We then sent the output of leaflet() to another function, addTiles(). This is because the output of leaflet() doesn’t have enough visual information to actually create a map – we haven’t provided enough detail yet about what we want. The function addTiles() updates the leaflet object by providing the visual look and feel through different “tiles”. In fact, there’s many different styles of map we could make, just by choosing different tiles. Here’s some examples:
leaflet(somePlace) %>% addProviderTiles("Stamen.Watercolor") %>% addMarkers()
leaflet(somePlace) %>% addProviderTiles("Stamen.Toner") %>% addMarkers()
The full list of available tiles is here.
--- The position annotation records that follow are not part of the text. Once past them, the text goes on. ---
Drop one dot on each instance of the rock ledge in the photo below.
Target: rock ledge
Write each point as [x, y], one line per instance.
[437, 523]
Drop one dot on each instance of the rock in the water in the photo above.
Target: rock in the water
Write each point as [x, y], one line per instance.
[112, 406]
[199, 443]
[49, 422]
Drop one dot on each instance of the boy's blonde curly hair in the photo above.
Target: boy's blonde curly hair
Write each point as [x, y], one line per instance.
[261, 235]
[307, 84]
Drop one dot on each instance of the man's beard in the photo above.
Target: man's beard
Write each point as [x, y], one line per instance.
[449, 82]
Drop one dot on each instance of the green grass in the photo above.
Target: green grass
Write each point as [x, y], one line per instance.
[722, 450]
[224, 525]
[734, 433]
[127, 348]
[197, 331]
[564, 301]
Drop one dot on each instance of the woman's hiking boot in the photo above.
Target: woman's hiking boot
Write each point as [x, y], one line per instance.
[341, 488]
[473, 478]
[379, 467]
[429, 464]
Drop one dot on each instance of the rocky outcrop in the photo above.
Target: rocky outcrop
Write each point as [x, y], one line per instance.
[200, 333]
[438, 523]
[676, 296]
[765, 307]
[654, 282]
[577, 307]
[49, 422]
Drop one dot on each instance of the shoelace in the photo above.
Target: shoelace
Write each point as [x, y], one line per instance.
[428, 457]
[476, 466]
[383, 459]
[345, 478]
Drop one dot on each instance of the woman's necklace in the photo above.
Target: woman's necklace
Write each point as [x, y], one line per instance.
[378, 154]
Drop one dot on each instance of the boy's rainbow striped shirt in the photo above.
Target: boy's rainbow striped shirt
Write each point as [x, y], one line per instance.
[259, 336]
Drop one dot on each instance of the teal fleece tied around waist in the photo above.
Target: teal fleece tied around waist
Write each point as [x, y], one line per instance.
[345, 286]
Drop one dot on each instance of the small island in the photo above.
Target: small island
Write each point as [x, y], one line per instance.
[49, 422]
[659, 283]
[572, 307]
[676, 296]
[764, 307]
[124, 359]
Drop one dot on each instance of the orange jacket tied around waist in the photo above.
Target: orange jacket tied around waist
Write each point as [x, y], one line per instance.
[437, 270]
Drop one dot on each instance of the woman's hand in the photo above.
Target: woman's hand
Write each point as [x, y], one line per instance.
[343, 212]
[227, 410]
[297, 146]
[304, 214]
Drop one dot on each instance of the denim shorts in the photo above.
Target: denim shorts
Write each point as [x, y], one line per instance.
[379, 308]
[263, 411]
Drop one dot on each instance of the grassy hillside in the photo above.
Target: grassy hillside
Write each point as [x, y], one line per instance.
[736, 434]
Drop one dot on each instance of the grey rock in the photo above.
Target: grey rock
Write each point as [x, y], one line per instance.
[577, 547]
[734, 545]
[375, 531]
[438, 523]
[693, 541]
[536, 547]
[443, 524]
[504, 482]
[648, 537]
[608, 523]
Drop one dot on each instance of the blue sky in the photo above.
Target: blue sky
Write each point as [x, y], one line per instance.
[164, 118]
And so the third function in this simple example is addMarkers(). This function’s purpose is pretty obvious and results in the big blue marker thing on the map. What it does is look through the provided data frame for any columns that are similar to “lat” or “lon” and then plots them. And it’ll do so for every row in the data frame, so it’s effortless to put lots of points on a map, as we’ll see below. There are also a few other other functions that are similar and plot slightly different things. You might be able to guess what addCircles() or addPolyLines() are capable of, but as an example:
leaflet(somePlace) %>% addProviderTiles("Stamen.Toner") %>% addCircles(radius=400,color='firebrick')
So let’s move on to our more interesting example – the breweries. I’ve scraped a list of microbreweries in Virginia and gotten their names, websites, addresses and so. Since I want lat/lon info as well, I’ve used ggmap::geocode() to estimate those as well. The result is a dataframe called ‘breweries’ that has 106 rows and looks like this:
> names(breweries)  "Name" "Address" "Phone" "Website" "lat" "lng" > head(breweries[,c(1,4:6)]) Name Website lat lng 1 Wolf Hills Brewing Co www.wolfhillsbrewing.com 36.71231 -81.96560 2 Blue Mountain Brewery www.bluemountainbrewery.com 37.96898 -78.83499 3 Quattro Goomba Brewery www.goombabrewery.com 38.98597 -77.61748 4 Hops Grill & Brewery www.hopsonline.com 38.83758 -77.05116 5 Port City Brewing Co www.portcitybrewing.com 38.80800 -77.10137 6 Loose Shoe Brewing Co www.looseshoebrewing.com 37.56500 -79.06352
So let’s put em on a map.
leaflet(breweries) %>% addTiles() %>% addMarkers()
Pretty effortless I’d say! This is great except we don’t know which brewery is which, it’s just anonymous points on a map. We could try to add some text to a map, but remember our goal is to utilize web-based interactivity. So we’re going to take advantage of a click-based popup by inserting the Name column of the data frame.
leaflet(breweries) %>% addTiles() %>% addMarkers(popup=breweries$Name)
popup_style<-paste0("",breweries$Name,"") leaflet(breweries) %>% addTiles() %>% addMarkers(popup=breweries$Name)
Now we can easily zoom around and explore Virginia’s thriving craft-brew industry! You have to admit that’s a pretty awesome thing we were able to create with just a couple lines of R. And the interactivity allows us to encode a lot information (locations, names, and website of all the breweries) in a simple exerience that any viewer can explore at their own pace. As you might guess, this is just the beginning of what we can do with leaflet, and there’s a great guide at RStudio’s site.